Navigating the Alteryx Tool Set

Alteryx provides a wide array of tools to use in one's workflows. In fact, there are so many it can be hard to remember which is which! Here is a helpful guide to the most common tools, what they are and what they do.

The In/Out Menu Tab

The Input Data Tool

The Input Data tool lies at the beginning of any workflow you will build in Alteryx. It allows you to connect to whatever data set you might have, from a simple Excel file to a database connection.

The Output Data Tool

Likewise, at the end of most workflows you will output your data. Again you can save to a single file or a data connection. You have the additional option of splitting up your output based on a field in your data, and you can change the name of your outputted files accordingly.

The Text Input Tool

The Text Input tool allows you to enter your own data into a small independent file. This is helpful if you need to create a lookup table for your workflow or just want to test something.

The Browse Tool

The Browse tool is helpful for getting a look at your data.
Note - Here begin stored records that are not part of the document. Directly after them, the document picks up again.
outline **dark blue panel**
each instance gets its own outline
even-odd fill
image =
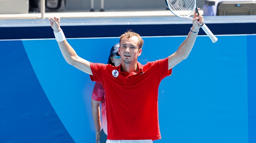
[[[0,41],[0,142],[74,143],[42,89],[21,41]]]
[[[247,36],[249,143],[256,143],[256,35]]]

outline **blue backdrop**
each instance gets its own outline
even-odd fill
[[[256,141],[255,35],[199,36],[159,88],[161,139]],[[185,36],[143,37],[142,64],[172,54]],[[78,54],[106,63],[118,37],[69,39]],[[55,40],[0,41],[0,142],[93,143],[94,82],[66,63]]]

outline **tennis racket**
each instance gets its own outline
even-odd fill
[[[197,16],[199,15],[196,0],[165,0],[165,2],[169,9],[179,17],[194,20],[193,18],[189,16],[194,13],[195,10]],[[196,22],[199,24],[198,21]],[[218,38],[213,35],[205,24],[203,23],[199,25],[213,43],[217,42]]]

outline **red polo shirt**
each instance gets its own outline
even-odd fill
[[[141,140],[161,138],[158,121],[158,88],[170,75],[168,58],[137,62],[137,73],[121,71],[121,65],[90,63],[92,81],[100,82],[105,92],[107,139]]]

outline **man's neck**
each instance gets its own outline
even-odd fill
[[[138,69],[136,62],[133,64],[127,64],[123,62],[121,65],[122,71],[127,72],[129,74],[132,72],[136,72]]]

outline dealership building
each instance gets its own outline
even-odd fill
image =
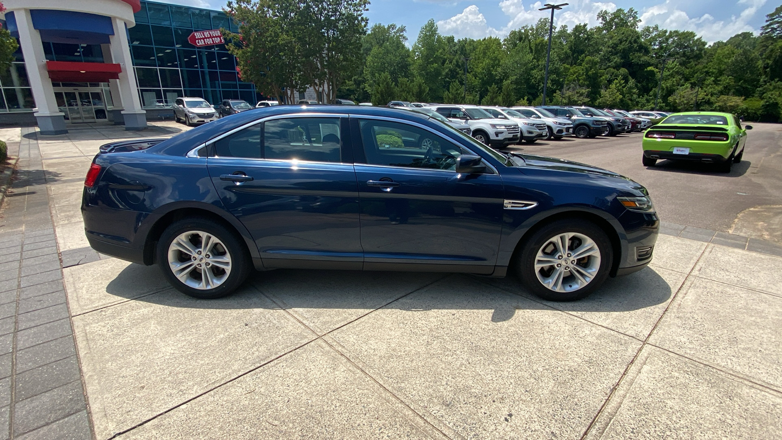
[[[140,0],[5,0],[20,49],[0,73],[0,125],[67,132],[84,122],[146,127],[177,97],[263,98],[239,79],[216,30],[224,13]]]

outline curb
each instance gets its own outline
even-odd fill
[[[13,175],[13,171],[16,171],[16,164],[19,164],[19,155],[16,155],[16,157],[9,158],[13,160],[11,166],[5,168],[5,171],[0,174],[0,207],[5,201],[5,193],[8,192],[9,187],[11,186],[11,177]]]

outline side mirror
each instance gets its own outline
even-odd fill
[[[462,154],[456,159],[456,172],[461,174],[477,174],[486,171],[480,156]]]

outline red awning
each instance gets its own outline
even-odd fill
[[[119,79],[122,67],[107,63],[47,61],[46,70],[55,81],[109,82],[109,79]]]

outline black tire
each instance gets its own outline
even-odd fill
[[[741,161],[741,158],[744,157],[744,149],[741,149],[741,152],[739,153],[735,157],[734,157],[734,164],[738,164]]]
[[[171,265],[169,264],[169,257],[172,256],[170,253],[171,243],[181,235],[186,234],[188,232],[207,233],[220,242],[218,244],[209,247],[205,250],[205,252],[203,254],[199,253],[197,257],[194,256],[193,258],[206,258],[205,261],[208,261],[209,258],[215,258],[228,255],[229,261],[228,271],[225,271],[221,269],[221,267],[216,267],[219,266],[218,264],[214,264],[211,266],[211,269],[208,269],[211,271],[210,274],[214,277],[207,277],[208,280],[218,280],[221,276],[225,276],[224,280],[220,280],[220,283],[215,287],[195,288],[185,284],[174,275]],[[197,249],[199,246],[203,244],[203,240],[201,244],[198,243],[198,240],[201,238],[200,236],[192,234],[190,237],[188,242],[193,246],[194,249]],[[171,286],[186,295],[199,299],[218,298],[231,294],[244,283],[252,270],[252,263],[249,253],[247,251],[247,247],[238,234],[234,231],[228,229],[220,223],[204,218],[195,217],[192,218],[185,218],[170,225],[160,236],[160,240],[158,240],[157,243],[157,249],[155,251],[157,264]],[[210,257],[208,254],[206,254],[206,251],[210,251],[215,254],[215,256]],[[178,251],[171,250],[171,252],[178,252]],[[178,252],[178,255],[172,256],[172,258],[177,258],[181,263],[188,263],[190,261],[188,255],[192,255],[192,254],[186,254],[182,251]],[[199,251],[199,252],[201,252],[201,251]],[[192,264],[196,265],[196,263],[194,262]],[[200,269],[192,267],[183,276],[194,284],[200,283],[201,281],[199,280],[203,280],[203,274],[204,273],[203,271],[206,269],[207,262],[203,262],[203,266],[200,266]]]
[[[473,132],[472,137],[475,138],[475,140],[482,143],[483,145],[490,145],[491,139],[489,139],[489,135],[484,133],[483,132]]]
[[[588,256],[580,260],[572,260],[576,261],[576,265],[579,267],[584,267],[582,265],[594,266],[595,272],[592,274],[591,279],[580,288],[576,288],[576,290],[570,291],[556,291],[544,286],[543,282],[538,279],[538,274],[540,273],[543,276],[545,272],[549,270],[549,268],[540,268],[536,270],[535,262],[539,251],[544,251],[546,247],[554,247],[551,242],[552,238],[565,233],[575,233],[576,234],[590,239],[597,248],[598,253],[597,255],[599,258],[596,259],[594,256]],[[568,250],[572,251],[577,249],[579,243],[583,243],[580,240],[579,237],[574,236],[569,243]],[[547,301],[576,301],[588,296],[599,288],[608,277],[608,272],[611,270],[613,262],[613,248],[608,236],[597,225],[583,219],[565,218],[546,225],[535,231],[528,240],[525,240],[522,246],[523,247],[519,249],[518,258],[515,260],[515,269],[518,277],[521,279],[524,287],[529,289],[530,292]],[[555,247],[554,252],[554,254],[557,254]],[[569,254],[567,254],[567,255]],[[565,258],[566,258],[563,255],[562,261],[565,261]],[[569,263],[565,262],[563,264]],[[572,263],[570,265],[572,265]],[[551,266],[551,275],[554,274],[554,270],[560,269],[554,269],[554,266]],[[586,272],[579,273],[586,273]],[[563,270],[563,274],[569,274],[563,275],[564,278],[561,281],[563,287],[565,284],[568,284],[570,287],[572,287],[573,284],[579,283],[576,276],[571,274],[570,272]]]
[[[731,156],[730,157],[726,159],[724,162],[717,164],[717,170],[719,172],[729,173],[731,170],[733,170],[733,162],[734,157]]]

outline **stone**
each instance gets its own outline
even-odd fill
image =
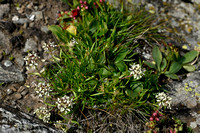
[[[24,76],[18,70],[7,71],[0,66],[0,83],[23,82]]]
[[[182,82],[172,82],[172,106],[192,109],[200,103],[200,72],[190,73]]]
[[[12,21],[0,21],[0,28],[12,33],[16,29],[16,25]]]
[[[8,105],[0,106],[1,133],[64,133]]]
[[[28,52],[28,51],[37,51],[37,43],[32,39],[27,39],[26,43],[25,43],[25,48],[24,48],[24,52]]]
[[[10,11],[9,4],[0,4],[0,19],[2,19],[5,14],[9,13],[9,11]]]

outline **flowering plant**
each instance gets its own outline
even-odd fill
[[[43,45],[45,52],[53,54],[53,63],[39,72],[47,82],[35,90],[47,105],[36,110],[39,118],[66,131],[79,125],[74,119],[85,117],[88,110],[150,112],[155,104],[152,93],[160,89],[157,75],[145,71],[134,50],[142,45],[138,39],[153,42],[158,29],[146,11],[135,10],[134,14],[123,8],[118,11],[103,0],[73,0],[70,11],[58,14],[59,24],[49,29],[59,43]]]

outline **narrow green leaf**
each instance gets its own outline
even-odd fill
[[[156,62],[158,71],[160,71],[160,64],[162,62],[162,53],[160,52],[160,49],[157,46],[154,46],[152,56],[154,61]]]
[[[171,74],[177,73],[181,68],[182,66],[178,62],[172,62],[169,68],[169,73]]]
[[[146,65],[149,66],[150,68],[156,69],[156,65],[153,64],[153,63],[151,63],[151,62],[144,61],[144,64],[146,64]]]
[[[193,72],[195,71],[195,66],[194,65],[183,65],[183,68],[187,70],[188,72]]]
[[[191,61],[193,61],[198,55],[198,52],[193,50],[193,51],[190,51],[188,53],[186,53],[181,59],[180,59],[180,63],[181,64],[186,64],[186,63],[189,63]]]

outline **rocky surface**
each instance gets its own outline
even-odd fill
[[[41,120],[8,106],[0,106],[1,133],[63,133]]]
[[[115,0],[108,1],[116,7],[119,4]],[[127,1],[125,3],[127,4]],[[167,34],[171,36],[170,39],[174,39],[172,42],[178,47],[187,50],[199,47],[200,0],[132,0],[132,3],[145,4],[145,8],[159,18],[157,23],[165,21],[166,26],[170,27]],[[33,88],[25,86],[36,81],[37,77],[26,75],[24,57],[29,51],[35,51],[40,57],[45,56],[41,43],[55,40],[48,30],[48,25],[56,23],[59,10],[67,9],[68,6],[60,0],[4,0],[0,3],[0,82],[4,83],[0,86],[0,100],[5,106],[9,105],[33,116],[33,110],[41,105]],[[170,85],[173,106],[178,112],[176,115],[194,128],[195,132],[200,132],[199,77],[200,73],[196,71],[188,74],[186,79],[172,82]],[[13,109],[4,107],[0,107],[0,116],[4,117],[3,113],[9,114],[13,118],[11,123],[26,121],[35,124],[27,124],[28,128],[25,128],[26,124],[20,124],[22,127],[15,129],[12,125],[14,132],[40,132],[41,128],[44,132],[54,131],[50,125],[38,120],[31,121],[32,116],[22,115],[22,112],[13,112]],[[9,118],[8,115],[5,117]],[[8,124],[8,120],[5,120],[4,126],[0,125],[0,132],[7,132],[10,126]]]

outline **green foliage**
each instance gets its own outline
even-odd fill
[[[167,53],[164,57],[162,55]],[[157,46],[153,48],[153,59],[155,64],[144,61],[146,65],[150,68],[156,69],[158,75],[164,74],[165,76],[178,79],[176,75],[182,68],[191,72],[195,70],[195,66],[190,64],[197,56],[197,51],[190,51],[186,53],[184,56],[180,56],[177,51],[173,51],[173,47],[168,48],[168,51],[164,51],[163,54],[161,53],[160,49]]]
[[[181,68],[194,69],[189,63],[197,57],[197,52],[191,51],[181,57],[173,49],[163,52],[155,46],[152,53],[155,64],[144,63],[157,73],[142,71],[142,61],[135,52],[142,44],[137,40],[153,43],[162,39],[158,27],[152,26],[154,16],[145,10],[121,8],[119,11],[94,0],[88,0],[79,10],[79,1],[63,1],[72,10],[59,14],[59,25],[49,26],[59,41],[59,54],[52,55],[54,63],[46,66],[40,75],[53,88],[51,96],[44,99],[48,106],[55,109],[58,104],[52,101],[59,97],[70,96],[72,99],[70,112],[55,109],[64,122],[70,121],[66,118],[68,114],[83,114],[87,109],[96,108],[111,114],[130,109],[150,114],[157,107],[155,93],[161,91],[160,75],[177,79],[176,73]],[[139,78],[136,77],[138,72],[142,73]]]

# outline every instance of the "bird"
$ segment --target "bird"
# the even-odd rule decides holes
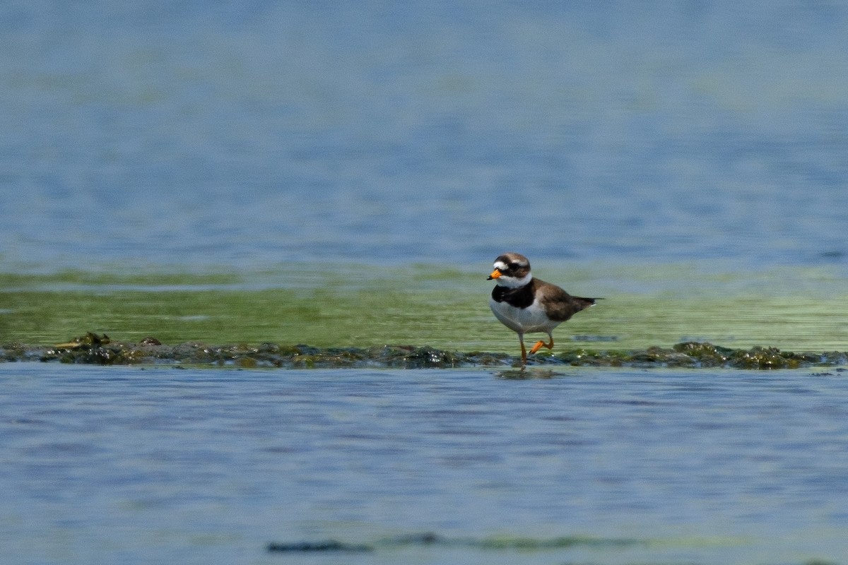
[[[530,261],[521,253],[499,255],[493,266],[494,270],[487,280],[494,280],[496,284],[488,306],[501,324],[518,334],[522,367],[527,363],[524,334],[548,335],[549,341],[537,341],[530,348],[531,354],[543,346],[553,349],[554,328],[600,300],[572,296],[556,285],[533,278],[530,274]]]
It will display all the data in a table at once (whereas you normally just see a snippet of all the data) and also profiles the data for you.

The Preparation Menu Tab

The Data Cleansing Tool

Just like its name implies, the Data Cleansing tool performs basic data cleansing operations like getting rid of null rows and columns and removing whitespace from strings.

The Filter Tool

With the Filter tool you can select portions of your data based on specific criteria. You can filter on basic options like whether a number is of a certain size, but you can also add advanced custom filters based on a formula. It outputs both a true and a false anchor so you can what did and did not pass your filter.

The Formula Tool

The Formula tool is probably the most flexible tool in one's arsenal. From doing simple text replacements to string and date manipulation to complex mathematical operations, you have access to Alteryx's full library of functions. A single formula tool can also do multiple operations on multiple columns at once.

The Sample Tool

The Sample tool allows you to grab a sample of your data, whether you want to specify N rows, 1 of N rows, or use a percentage. You can group the sample by a column to combine with the above options.

The Select Tool

The Select tool is super helpful when slimming down your data set. You can select individual columns that you want, and you also have the option to rename or change the data type of those columns.

The Sort Tool

Use the Sort tool to arrange your data in a specified order. Not using dictionary order (the default) will give results in the form of 1, 10, 11, 2, 3, A, B, a, b, while using dictionary order will look like this: 1, 2, 3, 10, 11, a, A, b, B.

The Unique Tool

The Unique tool allows you to remove duplicate rows from your data set. You configure this tool by simply selecting which columns you want to use. It may be necessary to select more that one column, especially if you are sorting things like names or addresses. The unique values will show up in the 'U' anchor, while duplicate values will be output to the 'D' anchor.

The Join Menu Tab

The Join Tool

The Join tool is your basic tool for combining two data sets together. It has two anchors for input, "L" and "R". You can join on record position, or more commonly by entering a specific field or fields to join on. On the right side of the tool there are three anchors, one for each output of the join. The "L" and "R" contain the rows that didn't have matches in the other data set while the "J" anchor contains the inner joined data. If you want a left join or a right join you will have to use the next tool in this list.

The Union Tool

The Union tool is another way to combine two data sets, this way by stacking them one on top of the other. It only really requires manual configuration when both your column names and column order don't match up, otherwise you can let Alteryx do it automatically. Continuing from above, you would union two outputs from the Join tool back together to recreate a left or a right join.

The Append Fields Tool

The Append Fields tool is useful for creating cross joins, which means combining each row from the first table with each row from the second table. You just have to be careful when using this with large data sets as the number of rows in the product can be astronomical.

The Find Replace Tool

The Find Replace tool is used to replace strings in your data set, but can also be used to append columns. The "F" or Find anchor is the data set you are searching through and the "R" or Replace anchor is the lookup data. This can be used to either replace strings or append an additional column.

The Transform Menu Tab

The Summarize Tool

The Summarize tool is a super useful and flexible tool for whenever you need to roll up parts of your data. You can group by whichever columns you need, and then transform your data as you see fit. You can perform a variety of calculations, like getting the sum, maximum, average, or count of data, among many more options.

The Cross Tab Tool

The Cross Tab tool allows you to pivot your data set, going from a narrow data set to a wider one. You choose which columns to group by (so there is one row per value), which values to turn into new columns, and which values to populate those new columns with.

The Transpose Tool

The Transpose tool is the inverse of the Cross Tab tool. It lets you pivot from a wide data set to a narrower one. Select the key columns not to be changed, and then which columns to pivot down into a single column.